REAL’S ATTACK ONE-DIMENSIONAL

Zinedine Zidane was without the injured Eden Hazard, while Gareth Bale started on the bench and there was a severe lack of creativity in the attacking third of the pitch. Karim Benzema lead the line and had one header on target in the first half but that was about it as he had 18 touches in the entire game. 18. Vinicius and Isco both failed to get the better of the Kyle Walker and Mendy respectively and without that extra spark Hazard or Bale could provide at the drop of a hat, Zidane’s side were predictable.

Real caused their own problems as Casemiro was the spare man and precision passing isn’t his best trait as City were dangerous on the counter. Real Madrid were timid and rigid and that isn’t something you’d expect from a Zinedine Zidane-side on a big European night like this. Zidane has made Real more pragmatic this season and Vinicius and Isco did make the most of a Man City defensive error to put the Spanish giants ahead before two late goals from Jesus and De Bruyne gave Man City the edge heading into the second leg. Real will need to take more chances at the Etihad and as their defensive display showed on Wednesday, they are not capable of shutting down City’s attack and Sergio Ramos will not play in the second leg due to his red card. Real are in big trouble and for once their failure to go all-out for the win cost them dear. That is very unlike Real.

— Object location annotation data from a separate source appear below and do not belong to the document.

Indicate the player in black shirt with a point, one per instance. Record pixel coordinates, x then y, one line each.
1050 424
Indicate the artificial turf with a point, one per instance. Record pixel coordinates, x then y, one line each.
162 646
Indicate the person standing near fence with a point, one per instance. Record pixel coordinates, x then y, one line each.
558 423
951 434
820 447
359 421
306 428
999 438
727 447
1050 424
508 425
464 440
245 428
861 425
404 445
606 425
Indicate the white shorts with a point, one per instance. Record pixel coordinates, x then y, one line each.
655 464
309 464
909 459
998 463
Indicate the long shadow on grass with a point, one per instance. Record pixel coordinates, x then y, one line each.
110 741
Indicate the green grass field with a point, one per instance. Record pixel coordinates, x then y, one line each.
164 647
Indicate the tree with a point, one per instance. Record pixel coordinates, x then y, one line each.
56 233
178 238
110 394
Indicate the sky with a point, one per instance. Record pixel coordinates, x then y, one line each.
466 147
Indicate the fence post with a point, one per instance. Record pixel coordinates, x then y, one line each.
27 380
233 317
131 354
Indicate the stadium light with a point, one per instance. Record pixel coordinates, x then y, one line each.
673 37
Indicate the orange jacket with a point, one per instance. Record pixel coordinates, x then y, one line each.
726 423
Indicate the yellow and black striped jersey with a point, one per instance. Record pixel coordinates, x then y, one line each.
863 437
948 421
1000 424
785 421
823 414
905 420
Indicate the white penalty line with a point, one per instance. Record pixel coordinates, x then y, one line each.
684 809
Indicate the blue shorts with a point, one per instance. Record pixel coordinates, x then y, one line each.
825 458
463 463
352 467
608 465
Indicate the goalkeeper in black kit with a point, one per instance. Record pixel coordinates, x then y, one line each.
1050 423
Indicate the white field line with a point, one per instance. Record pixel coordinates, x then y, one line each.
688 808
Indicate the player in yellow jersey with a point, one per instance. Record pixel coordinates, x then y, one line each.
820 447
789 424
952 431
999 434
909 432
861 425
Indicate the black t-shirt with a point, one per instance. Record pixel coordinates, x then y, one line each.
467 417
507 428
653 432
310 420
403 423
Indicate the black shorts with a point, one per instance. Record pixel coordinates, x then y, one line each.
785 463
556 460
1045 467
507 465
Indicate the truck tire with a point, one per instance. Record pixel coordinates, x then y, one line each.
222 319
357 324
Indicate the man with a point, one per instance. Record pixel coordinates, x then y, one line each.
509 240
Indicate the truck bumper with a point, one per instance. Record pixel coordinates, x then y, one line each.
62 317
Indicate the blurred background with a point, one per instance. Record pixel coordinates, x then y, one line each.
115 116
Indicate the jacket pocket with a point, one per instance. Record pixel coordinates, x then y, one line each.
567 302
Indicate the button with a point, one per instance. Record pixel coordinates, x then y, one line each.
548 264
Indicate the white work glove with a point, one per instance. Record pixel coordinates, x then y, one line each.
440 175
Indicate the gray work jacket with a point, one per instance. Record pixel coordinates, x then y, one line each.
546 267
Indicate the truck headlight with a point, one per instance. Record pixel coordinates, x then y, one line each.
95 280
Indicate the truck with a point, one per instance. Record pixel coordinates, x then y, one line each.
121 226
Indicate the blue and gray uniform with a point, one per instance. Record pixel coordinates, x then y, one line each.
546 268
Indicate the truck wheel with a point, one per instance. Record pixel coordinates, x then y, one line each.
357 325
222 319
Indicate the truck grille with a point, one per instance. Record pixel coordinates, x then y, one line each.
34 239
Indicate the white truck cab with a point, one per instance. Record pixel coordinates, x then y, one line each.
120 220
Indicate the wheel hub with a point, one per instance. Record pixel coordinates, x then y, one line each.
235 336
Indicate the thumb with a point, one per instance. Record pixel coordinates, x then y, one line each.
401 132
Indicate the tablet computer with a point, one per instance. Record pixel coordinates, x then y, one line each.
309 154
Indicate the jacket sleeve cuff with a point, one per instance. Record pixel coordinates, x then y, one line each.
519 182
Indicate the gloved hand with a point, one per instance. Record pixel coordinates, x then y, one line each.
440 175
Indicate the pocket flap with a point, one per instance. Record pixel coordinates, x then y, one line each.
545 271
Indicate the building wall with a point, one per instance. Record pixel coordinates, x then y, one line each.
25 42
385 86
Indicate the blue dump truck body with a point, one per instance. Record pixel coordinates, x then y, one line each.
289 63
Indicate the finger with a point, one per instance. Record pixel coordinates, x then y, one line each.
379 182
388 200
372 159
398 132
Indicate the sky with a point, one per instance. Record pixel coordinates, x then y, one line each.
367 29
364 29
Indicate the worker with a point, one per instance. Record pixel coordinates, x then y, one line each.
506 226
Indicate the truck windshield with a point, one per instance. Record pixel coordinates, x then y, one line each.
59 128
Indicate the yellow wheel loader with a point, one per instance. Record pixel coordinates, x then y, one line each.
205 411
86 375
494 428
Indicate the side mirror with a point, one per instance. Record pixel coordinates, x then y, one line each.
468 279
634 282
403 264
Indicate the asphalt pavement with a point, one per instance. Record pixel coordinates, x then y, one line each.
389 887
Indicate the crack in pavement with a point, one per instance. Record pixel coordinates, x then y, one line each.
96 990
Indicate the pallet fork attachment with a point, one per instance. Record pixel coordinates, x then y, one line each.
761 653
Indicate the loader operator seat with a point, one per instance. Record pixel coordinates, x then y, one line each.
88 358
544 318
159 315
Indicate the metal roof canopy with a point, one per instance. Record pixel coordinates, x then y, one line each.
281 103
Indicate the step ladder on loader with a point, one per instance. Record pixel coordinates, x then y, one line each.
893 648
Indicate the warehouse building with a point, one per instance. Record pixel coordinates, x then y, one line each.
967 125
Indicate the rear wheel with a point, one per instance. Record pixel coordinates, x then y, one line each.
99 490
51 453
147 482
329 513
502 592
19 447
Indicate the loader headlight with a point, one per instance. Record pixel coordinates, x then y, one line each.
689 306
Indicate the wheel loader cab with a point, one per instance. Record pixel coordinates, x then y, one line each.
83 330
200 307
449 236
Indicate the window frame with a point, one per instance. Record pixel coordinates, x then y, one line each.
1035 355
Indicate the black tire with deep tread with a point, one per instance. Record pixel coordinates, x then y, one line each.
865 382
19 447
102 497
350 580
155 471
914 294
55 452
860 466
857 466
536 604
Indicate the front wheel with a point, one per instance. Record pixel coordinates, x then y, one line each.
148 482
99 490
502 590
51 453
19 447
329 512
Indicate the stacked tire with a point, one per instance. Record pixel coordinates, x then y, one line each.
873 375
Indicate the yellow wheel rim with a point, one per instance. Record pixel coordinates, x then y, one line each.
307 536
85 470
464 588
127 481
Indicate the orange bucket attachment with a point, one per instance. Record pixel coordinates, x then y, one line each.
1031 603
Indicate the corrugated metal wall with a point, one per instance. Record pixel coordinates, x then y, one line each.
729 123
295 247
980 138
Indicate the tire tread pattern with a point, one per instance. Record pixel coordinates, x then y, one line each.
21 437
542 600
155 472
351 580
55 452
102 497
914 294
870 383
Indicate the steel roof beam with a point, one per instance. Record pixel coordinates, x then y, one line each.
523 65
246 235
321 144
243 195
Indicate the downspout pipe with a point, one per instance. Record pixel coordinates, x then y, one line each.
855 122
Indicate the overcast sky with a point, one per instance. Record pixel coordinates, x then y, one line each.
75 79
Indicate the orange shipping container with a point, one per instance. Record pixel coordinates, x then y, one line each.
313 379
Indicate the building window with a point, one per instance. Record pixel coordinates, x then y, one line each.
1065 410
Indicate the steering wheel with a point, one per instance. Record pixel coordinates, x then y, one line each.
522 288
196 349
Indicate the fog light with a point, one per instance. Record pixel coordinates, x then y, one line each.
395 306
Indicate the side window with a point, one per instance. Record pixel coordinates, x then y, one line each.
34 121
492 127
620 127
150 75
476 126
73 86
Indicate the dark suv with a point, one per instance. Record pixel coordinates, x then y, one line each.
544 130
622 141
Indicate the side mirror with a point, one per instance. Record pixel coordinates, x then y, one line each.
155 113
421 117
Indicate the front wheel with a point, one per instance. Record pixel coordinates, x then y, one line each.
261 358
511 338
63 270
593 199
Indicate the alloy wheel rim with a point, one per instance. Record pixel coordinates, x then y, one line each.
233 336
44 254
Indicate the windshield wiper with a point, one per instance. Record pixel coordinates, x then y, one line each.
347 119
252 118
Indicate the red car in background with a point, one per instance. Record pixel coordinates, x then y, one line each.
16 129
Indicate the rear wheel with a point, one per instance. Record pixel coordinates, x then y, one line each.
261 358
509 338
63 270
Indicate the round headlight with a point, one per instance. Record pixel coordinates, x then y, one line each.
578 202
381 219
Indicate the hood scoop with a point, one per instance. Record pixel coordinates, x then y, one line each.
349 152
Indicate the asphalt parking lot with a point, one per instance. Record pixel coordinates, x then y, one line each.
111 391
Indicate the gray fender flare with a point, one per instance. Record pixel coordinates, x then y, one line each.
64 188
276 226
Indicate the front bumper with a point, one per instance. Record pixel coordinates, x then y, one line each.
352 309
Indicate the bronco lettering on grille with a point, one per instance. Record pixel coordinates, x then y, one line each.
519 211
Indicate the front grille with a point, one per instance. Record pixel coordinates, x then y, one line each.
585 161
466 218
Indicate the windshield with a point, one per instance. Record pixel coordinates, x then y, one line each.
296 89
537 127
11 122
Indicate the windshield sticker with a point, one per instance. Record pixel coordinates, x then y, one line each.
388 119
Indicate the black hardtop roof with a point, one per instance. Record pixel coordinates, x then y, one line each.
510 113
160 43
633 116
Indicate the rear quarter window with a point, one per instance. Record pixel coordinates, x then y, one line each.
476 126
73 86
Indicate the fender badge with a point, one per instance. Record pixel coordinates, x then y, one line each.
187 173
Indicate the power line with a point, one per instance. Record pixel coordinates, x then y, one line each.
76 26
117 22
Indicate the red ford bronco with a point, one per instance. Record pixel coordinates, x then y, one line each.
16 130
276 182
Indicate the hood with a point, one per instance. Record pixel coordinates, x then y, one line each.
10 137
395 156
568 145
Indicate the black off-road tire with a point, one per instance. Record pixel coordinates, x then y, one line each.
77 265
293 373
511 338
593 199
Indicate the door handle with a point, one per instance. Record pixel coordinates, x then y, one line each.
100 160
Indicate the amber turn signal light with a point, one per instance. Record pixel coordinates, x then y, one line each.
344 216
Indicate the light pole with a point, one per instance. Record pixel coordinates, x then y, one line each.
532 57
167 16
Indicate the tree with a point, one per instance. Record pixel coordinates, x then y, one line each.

DE BRUYNE LEADS DEFIANT CITY

Cometh the hour, cometh the man. Kevin de Bruyne wore the captains armband with class in the Bernabeu and he was the beating heart and pulsating brain of this composed, yet brave, victory.

“We are only halfway there,” De Bruyne said afterwards.

With Aguero, David Silva and Raheem Sterling left on the bench, all eyes were on KDB and he delivered. He played as a false nine but instead of shrugging his shoulders playing in an unfamiliar role he embraced it and could be seen cajoling his teammates and demanding more in key moments.

De Bruyne’s display summed up his season so far: Brilliant.

His mood also summed up the defiance in Man City’s display as they lost Aymeric Laporte to injury and Fernandinho stepped in and made key blocks, while Ederson was also at his best as City’s defense only slipped up once. With a two-season European ban looming large, this City squad know this could be their last chance to win the European Cup until the summer 2023 when many of them won’t be around. Kevin de Bruyne would be coming up to 32 years of age then, if he is still at City. The defiance he and City’s squad played with proved they want to win the Champions League right now and put the UEFA ban to one side as their appeal is heard in the Court of Arbitration for Sport (CAS) in the coming months.